The Rally decoder job is a variant of the decoder job defined in the com.mozilla.telemetry.decoder.rally package (source). The decoder supports the Rally data donation and sharing platform. More information can be found on the mana page.

See bug 1628539 for initial implementation of the pioneer-v2 decoder and bug 1697342 for implementation of the Glean.js encrypted pings.

Overview

The Rally decoder includes three new options: --pioneerEnabled, --pioneerMetadataLocation, and --pioneerKmsEnabled. And example of running the job is as follows, which is captured in the bin/run-pioneer-benchmark script.

mvn compile exec:java -Dexec.mainClass=com.mozilla.telemetry.Decoder -Dexec.args="\
    --runner=Dataflow \
    --profilingAgentConfiguration='{\"APICurated\": true}'
    --project=$project \
    --autoscalingAlgorithm=NONE \
    --workerMachineType=n1-standard-1 \
    --gcpTempLocation=$bucket/tmp \
    --numWorkers=2 \
    --region=us-central1 \
    --pioneerEnabled=true \
    --pioneerMetadataLocation=$bucket/$prefix/metadata/metadata.json \
    --pioneerKmsEnabled=false \
    --pioneerDecompressPayload=false \
    --geoIspDatabase=$bucket/$prefix/metadata/GeoIP2-ISP.mmdb  \
    --geoCityDatabase=$bucket/$prefix/metadata/GeoLite2-City.mmdb \
    --geoCityFilter=$bucket/$prefix/metadata/cities15000.txt \
    --schemasLocation=$bucket/$prefix/metadata/schemas.tar.gz \
    --inputType=file \
    --input=$bucket/$prefix/input/ciphertext/'part-*' \
    --outputType=file \
    --output=$bucket/$prefix/output/ciphertext/ \
    --errorOutputType=file \
    --errorOutput=$bucket/$prefix/error/ciphertext/ \
"

The --pioneerEnabled flag enables the transform in the decoder pipeline, which comes before schema validation and payload processing.

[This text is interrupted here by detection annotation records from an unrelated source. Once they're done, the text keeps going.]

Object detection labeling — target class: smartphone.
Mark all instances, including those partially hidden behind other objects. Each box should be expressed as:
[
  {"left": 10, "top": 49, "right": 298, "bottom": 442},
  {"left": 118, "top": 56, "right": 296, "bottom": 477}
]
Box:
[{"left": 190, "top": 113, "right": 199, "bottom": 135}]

It uses the document specified by the --pioneerMetadataLocation to locate information for the KeyStore. The metadata location takes on the following form validated by this schema:

[
  {
    "private_key_id": "rally-study-foo",
    "private_key_uri": "src/test/resources/jwe/rally-study-foo.private.json",
    "kms_resource_id": "projects/DUMMY_PROJECT_ID/locations/global/keyRings/test-ingestion-beam-integration/cryptoKeys/study-foo"
  },
  ....
]

The decoder reads the JSON Web Key into memory from the location in the private_key_uri. It can be encrypted using Cloud Key Management Service by specifying kms_resource_id and enabling the --pioneerKmsEnabled flag.

The decoder decrypts pings that follow conventions for Rally or Pioneer pings. All encryption and decryption takes place using JSON Web Encryption (JWE). An envelope is a piece of metadata that surrounds the encrypted data. The Rally envelope is an object with a payload field containing a JWE compact object. After decrypting the payload, the ping takes the form of a Glean ping. The document namespace (as per the HTTP Edge Server Specification) is used to fetch the key from memory.

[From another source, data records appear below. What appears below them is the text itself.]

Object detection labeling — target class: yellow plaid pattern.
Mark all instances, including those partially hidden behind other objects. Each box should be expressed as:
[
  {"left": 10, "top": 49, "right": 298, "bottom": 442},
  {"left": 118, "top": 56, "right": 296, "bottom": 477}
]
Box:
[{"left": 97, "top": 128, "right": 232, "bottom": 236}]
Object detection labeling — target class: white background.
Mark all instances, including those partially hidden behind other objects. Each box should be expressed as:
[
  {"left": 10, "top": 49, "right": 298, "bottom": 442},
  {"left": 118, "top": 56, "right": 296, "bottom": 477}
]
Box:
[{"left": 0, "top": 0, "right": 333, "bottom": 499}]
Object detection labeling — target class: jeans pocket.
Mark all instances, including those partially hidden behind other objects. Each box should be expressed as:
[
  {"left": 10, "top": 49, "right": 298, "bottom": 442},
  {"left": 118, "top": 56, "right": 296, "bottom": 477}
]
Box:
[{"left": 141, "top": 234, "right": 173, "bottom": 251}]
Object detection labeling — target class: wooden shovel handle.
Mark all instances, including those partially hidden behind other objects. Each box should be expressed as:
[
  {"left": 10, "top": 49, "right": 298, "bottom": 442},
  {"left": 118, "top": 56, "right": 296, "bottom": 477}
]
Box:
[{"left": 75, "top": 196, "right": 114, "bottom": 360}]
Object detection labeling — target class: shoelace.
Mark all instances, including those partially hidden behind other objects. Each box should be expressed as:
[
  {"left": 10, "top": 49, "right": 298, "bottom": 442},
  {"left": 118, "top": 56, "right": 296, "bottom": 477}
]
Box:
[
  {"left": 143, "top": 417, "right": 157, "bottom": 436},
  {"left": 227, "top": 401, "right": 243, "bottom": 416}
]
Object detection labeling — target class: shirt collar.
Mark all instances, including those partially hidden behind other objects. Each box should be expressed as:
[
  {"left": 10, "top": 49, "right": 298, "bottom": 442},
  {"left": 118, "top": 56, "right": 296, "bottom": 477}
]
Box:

The Pioneer ping's envelope uses the legacy mechanism of sending data through the Telemetry pipeline as a telemetry.pioneer-study.4 ping. In addition, the envelope explicitly specifies the routing information for the ping. Finally, the decoder constructs a PubSub message that includes the routing information and decrypted message.

Notable design decisions

Data SRE allocates each Rally study a JWK pair. The client must encode messages with the key to reach the analysis environment. The client may not always have the key, so there are exceptions for the enrollment and deletion pings. The decoder will ignore the payload and extract the pioneer id for these document types.